Energy network companies will be allowed to charge households more than initially planned over the next five years after the regulator gave ground in a battle over their spending and profits.
Shares in National Grid and SSE both rose on the Ofgem announcement, although SSE said that it was still “very disappointed” and the companies kept open the option of appealing to the competition watchdog for a more generous deal.
Network companies’ spending on Britain’s pipes and wires is funded through levies on energy bills that are determined by Ofgem in multi-year “price control” settlements.
Ofgem said that a typical household should still see a £10 real-terms reduction in the amount they pay on their energy bills to fund Britain’s gas pipeline and electricity transmission cabling networks from next year. However, that is less than an original saving of £20 under draft plans issued in July.
The regulator said that it had now given upfront approval for £30 billion of investment from 2021 to 2026, up from £25 billion in the draft settlement, after companies provided more evidence to justify their plans. A further £10 billion or more of investment in green projects to support Britain’s net zero goal could be approved during the next five years.
Ofgem also said that companies should be allowed to deliver higher returns to investors, with a proposed return on equity of 4.3 per cent, up from 3.95 per cent proposed in the summer.
However, that is still almost 40 per cent lower than under the current price control and is still “the lowest ever cost of capital rate for energy network companies”.
Levies to fund energy networks make up about £250 on a typical annual household energy bill. Of this, about £159 at present goes to fund the gas networks, electricity transmission networks and the electricity system operator. Ofgem said that this should fall to £149 from next year, excluding inflation, before rising during the next five years to be around similar levels to today in real terms by 2026. The rest of the network charges on a typical bill are for electricity distribution networks which are subject to a separate price control settlement starting in 2023.

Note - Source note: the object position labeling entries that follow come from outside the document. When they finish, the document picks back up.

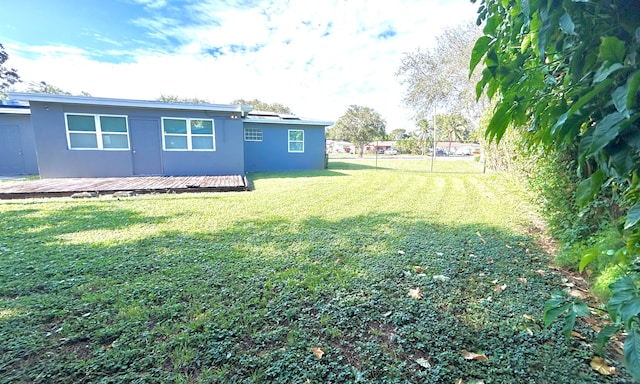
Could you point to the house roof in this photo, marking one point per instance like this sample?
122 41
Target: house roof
89 100
267 117
14 107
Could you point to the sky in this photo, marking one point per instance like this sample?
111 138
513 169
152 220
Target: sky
317 57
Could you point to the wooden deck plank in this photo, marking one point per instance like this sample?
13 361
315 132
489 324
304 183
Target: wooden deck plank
108 185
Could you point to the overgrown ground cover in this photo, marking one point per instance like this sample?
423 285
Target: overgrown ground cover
305 279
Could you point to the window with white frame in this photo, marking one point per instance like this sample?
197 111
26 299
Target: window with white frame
252 134
296 140
180 134
105 132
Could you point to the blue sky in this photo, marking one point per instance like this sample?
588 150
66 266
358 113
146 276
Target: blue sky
317 57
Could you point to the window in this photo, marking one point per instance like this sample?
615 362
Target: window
296 140
252 134
97 132
188 134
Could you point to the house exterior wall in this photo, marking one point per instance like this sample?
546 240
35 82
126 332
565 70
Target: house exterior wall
145 137
272 153
17 148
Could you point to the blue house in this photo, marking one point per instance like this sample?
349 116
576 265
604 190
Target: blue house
77 136
17 146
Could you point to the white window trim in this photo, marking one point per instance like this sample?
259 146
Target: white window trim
188 135
98 132
289 140
255 130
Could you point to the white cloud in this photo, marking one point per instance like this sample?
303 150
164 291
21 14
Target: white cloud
316 57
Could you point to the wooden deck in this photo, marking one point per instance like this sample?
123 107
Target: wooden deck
109 185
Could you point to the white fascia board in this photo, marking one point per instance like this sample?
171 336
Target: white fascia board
289 122
103 101
15 111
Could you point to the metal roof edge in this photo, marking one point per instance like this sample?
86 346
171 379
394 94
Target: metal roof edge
289 122
103 101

Ofgem and the network companies have been at loggerheads since July when the regulator said that it would disallow £8 billion of their proposed spending plans. National Grid, which saw the biggest cuts, had claimed the proposals put Britain at risk of blackouts.
The regulator has now relented on £4 billion of these cuts, and also allowed a further £1 billion of other spending. It said that it had received “much better evidence”, including about 20,000 pages of additional documents from companies to justify their proposed investments.
However, a senior source at one network company claimed that the change reflected that Ofgem’s draft price control had been “riddled with errors and mistakes” that had now been rectified.
Network companies are hoping Ofgem will relent further on the returns they can make for investors. A similar system of price controls operates in the water sector and water companies appealed to the Competition and Markets Authority after their regulator, Ofwat, also proposed cutting their returns. In a draft ruling in September, the CMA sided with the water companies and proposed a level of returns that is higher than Ofgem is now proposing for the energy networks.
SSE said that it was “very disappointed that Ofgem has not fully reflected the robust evidence — particularly that from the CMA provisional findings of the PR19 water price control appeal — in setting the financial parameters” for the energy networks.
Jonathan Brearley, Ofgem chief executive, said that the costs of investing in greener networks “must fall fairly for consumers” and that it was “reducing the amount paid to shareholders so that they are closer to current market levels”.
Network companies have until early March to decide whether to appeal to the CMA, which is expected to issue a final decision on the water case in February.
Martin Young, analyst at Investec, said that appeals to the CMA were “a distinct possibility” depending on the final CMA verdict in the water sector. If the CMA set a return for water above that proposed by Ofgem for energy “then Ofgem has a problem, and we would expect that at least one network would appeal to the CMA”, he said.
National Grid shares were up 1.6 per cent by late morning while SSE shares were about 2.4 per cent higher.